En la lavandería, según describe la Congregación, había chicas traviesas y a las que nos les gustaba este oficio. Sin embargo, “Aguchita” comenzó a trabajar con las más difíciles. Estas jóvenes se sintieron consideradas, acogidas y valoradas, tanto que comenzaron a amar su oficio. Cuando alguien tenía dificultades con alguna joven, “Aguchita” la acogía y con tranquilidad la recibía y lograba transformarla.

Para su Congregación, “Aguchita” tuvo una vida en la que San José no solo fue su ejemplo, sino su gran aliado frente a las grandes necesidades de los apostolados en donde le tocó servir.

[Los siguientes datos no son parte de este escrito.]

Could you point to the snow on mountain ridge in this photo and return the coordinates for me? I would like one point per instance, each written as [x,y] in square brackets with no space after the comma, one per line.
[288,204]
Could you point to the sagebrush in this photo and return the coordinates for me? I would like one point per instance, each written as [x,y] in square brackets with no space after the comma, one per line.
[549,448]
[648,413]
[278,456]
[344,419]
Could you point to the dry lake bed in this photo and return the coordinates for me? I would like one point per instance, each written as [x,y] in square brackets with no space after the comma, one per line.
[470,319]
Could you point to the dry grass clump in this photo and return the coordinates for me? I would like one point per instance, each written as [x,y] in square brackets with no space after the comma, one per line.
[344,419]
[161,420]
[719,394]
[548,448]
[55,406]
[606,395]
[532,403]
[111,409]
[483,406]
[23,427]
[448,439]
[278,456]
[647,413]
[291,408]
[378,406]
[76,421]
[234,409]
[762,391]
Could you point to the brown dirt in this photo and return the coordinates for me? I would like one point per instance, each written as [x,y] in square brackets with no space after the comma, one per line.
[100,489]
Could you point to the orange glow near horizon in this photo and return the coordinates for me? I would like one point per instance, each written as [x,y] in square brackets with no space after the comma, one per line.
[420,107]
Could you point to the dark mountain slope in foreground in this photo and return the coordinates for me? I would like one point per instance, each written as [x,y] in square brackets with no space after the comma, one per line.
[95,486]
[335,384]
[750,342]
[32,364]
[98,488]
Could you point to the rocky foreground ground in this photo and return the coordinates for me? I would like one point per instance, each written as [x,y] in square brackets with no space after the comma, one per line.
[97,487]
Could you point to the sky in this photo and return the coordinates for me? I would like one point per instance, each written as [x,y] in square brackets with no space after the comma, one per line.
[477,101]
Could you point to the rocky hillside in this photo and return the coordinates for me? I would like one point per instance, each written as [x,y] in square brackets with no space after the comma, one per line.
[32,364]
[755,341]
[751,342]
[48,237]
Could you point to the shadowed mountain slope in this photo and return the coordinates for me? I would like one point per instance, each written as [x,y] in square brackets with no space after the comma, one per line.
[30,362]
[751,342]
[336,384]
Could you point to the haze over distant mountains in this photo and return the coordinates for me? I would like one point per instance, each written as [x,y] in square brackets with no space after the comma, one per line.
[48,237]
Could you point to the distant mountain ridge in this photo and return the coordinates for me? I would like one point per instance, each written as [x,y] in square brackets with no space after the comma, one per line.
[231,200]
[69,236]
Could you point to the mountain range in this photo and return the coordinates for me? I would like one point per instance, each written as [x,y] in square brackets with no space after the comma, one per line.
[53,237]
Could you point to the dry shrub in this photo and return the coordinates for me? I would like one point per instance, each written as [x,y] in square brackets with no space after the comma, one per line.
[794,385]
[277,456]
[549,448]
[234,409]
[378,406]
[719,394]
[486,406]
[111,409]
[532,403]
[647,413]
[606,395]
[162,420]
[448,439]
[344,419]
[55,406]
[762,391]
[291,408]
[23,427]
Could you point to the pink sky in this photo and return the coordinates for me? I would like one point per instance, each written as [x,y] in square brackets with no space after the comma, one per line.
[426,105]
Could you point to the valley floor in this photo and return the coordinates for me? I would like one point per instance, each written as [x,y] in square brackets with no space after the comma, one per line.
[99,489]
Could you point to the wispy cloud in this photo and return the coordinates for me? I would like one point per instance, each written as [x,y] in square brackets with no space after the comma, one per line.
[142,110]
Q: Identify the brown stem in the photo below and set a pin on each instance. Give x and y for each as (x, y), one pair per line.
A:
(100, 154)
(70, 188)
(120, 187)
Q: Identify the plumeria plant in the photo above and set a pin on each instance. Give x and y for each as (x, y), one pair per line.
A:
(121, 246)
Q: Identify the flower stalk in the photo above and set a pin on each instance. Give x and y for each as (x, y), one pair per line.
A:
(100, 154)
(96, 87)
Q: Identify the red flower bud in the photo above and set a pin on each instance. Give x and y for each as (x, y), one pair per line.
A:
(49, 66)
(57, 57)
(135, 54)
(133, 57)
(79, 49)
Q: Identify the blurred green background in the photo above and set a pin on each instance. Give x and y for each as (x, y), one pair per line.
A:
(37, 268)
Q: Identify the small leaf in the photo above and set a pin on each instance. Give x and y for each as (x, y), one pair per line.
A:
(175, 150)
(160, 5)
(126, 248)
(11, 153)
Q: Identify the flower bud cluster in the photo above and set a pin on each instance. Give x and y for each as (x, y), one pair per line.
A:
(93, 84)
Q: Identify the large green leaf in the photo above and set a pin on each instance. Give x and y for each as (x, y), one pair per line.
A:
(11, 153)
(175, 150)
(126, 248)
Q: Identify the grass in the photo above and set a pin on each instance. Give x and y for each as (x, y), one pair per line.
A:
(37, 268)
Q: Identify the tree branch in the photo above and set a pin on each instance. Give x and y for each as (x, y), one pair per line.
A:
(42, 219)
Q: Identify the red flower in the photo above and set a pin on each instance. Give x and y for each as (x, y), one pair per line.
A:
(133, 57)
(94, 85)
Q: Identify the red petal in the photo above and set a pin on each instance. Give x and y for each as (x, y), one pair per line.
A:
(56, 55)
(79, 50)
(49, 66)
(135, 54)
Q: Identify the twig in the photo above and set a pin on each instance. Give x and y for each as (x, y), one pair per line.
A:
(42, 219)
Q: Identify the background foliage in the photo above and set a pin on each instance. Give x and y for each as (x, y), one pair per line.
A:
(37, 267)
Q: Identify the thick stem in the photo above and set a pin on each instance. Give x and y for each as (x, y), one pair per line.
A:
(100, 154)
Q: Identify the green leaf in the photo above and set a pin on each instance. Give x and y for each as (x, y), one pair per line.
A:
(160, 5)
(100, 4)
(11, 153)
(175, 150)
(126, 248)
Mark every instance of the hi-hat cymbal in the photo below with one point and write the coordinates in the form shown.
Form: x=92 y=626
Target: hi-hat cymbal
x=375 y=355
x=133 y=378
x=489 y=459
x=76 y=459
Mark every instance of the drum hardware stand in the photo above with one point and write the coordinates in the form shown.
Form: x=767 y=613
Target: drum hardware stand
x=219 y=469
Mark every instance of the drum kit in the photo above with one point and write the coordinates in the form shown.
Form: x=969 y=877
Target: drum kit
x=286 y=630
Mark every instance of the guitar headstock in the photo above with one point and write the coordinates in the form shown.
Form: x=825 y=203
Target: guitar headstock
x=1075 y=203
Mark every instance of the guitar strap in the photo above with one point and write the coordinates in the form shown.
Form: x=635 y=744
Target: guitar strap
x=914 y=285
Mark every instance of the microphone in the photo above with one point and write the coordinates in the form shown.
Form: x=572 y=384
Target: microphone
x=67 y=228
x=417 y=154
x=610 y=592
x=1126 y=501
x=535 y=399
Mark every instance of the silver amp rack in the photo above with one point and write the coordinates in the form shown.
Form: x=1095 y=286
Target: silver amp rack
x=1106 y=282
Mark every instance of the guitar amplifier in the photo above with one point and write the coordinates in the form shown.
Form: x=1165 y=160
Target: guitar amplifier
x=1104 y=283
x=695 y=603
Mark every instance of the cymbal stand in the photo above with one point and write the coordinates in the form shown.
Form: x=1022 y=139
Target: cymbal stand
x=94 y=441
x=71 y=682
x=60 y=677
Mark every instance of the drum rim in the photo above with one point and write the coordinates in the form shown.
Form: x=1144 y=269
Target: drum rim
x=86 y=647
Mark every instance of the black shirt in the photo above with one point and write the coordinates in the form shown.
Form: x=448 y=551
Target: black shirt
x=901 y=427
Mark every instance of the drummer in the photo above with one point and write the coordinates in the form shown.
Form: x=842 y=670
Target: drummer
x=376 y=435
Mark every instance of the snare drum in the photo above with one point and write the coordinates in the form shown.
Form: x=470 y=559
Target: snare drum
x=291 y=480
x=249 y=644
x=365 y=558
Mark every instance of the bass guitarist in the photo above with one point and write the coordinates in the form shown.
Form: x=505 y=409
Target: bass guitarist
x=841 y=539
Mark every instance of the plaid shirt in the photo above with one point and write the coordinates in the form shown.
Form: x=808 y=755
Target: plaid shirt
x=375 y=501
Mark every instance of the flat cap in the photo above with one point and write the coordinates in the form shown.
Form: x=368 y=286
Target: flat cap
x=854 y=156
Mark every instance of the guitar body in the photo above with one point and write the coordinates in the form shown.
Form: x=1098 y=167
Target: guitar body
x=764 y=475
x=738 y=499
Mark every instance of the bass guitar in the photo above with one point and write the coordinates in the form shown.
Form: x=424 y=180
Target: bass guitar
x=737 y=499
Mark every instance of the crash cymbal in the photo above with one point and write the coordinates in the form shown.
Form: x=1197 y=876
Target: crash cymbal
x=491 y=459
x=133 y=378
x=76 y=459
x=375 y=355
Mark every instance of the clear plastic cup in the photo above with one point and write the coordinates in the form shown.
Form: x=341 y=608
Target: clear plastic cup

Oración para pedir su intercesión

La Congregación de Nuestra Señora de la Caridad del Buen Pastor afirma que el martirio de “Aguchita” es un fruto maduro de la iglesia peruana: “Hija de nuestra Iglesia, mujer campesina de la sierra, del Perú profundo, emigrante en la caótica Lima, religiosa formada en Perú, promotora de las jóvenes y mujeres peruanas, mártir del terrorismo, de las hambrunas y paquetazos. La hermana Agustina es nuestra, de todos los peruanos y peruanas, fruto maduro de una iglesia que se debate por crecer y madurar, por hacerse adulta, por aceptar y enriquecerse de toda la variedad de culturas que alberga el Perú”.

Con esta oración oficial podrás pedir la intercesión de la beata María Agustina Rivas López, “Aguchita”:

Señor Jesús, Buen Pastor,

Tú que nos has enseñado a ser misericordiosos como el Padre
y concediste a la Sierva de Dios
María Agustina Rivas López – Aguchita,
la gracia del pastoreo ejemplar al servicio de la Iglesia,
en la caridad con los más necesitados
y en el cuidado de la Creación,
expresado en la entrega de la vida.

Te pido humildemente, para tu mayor gloria,
me concedas, por intercesión de Aguchita,
la gracia de… (expresar su intención). Amén.

+ Con aprobación eclesiástica de Mons. Gerardo Antón Zerdin,
Obispo Vicario Apostólico de San Ramón.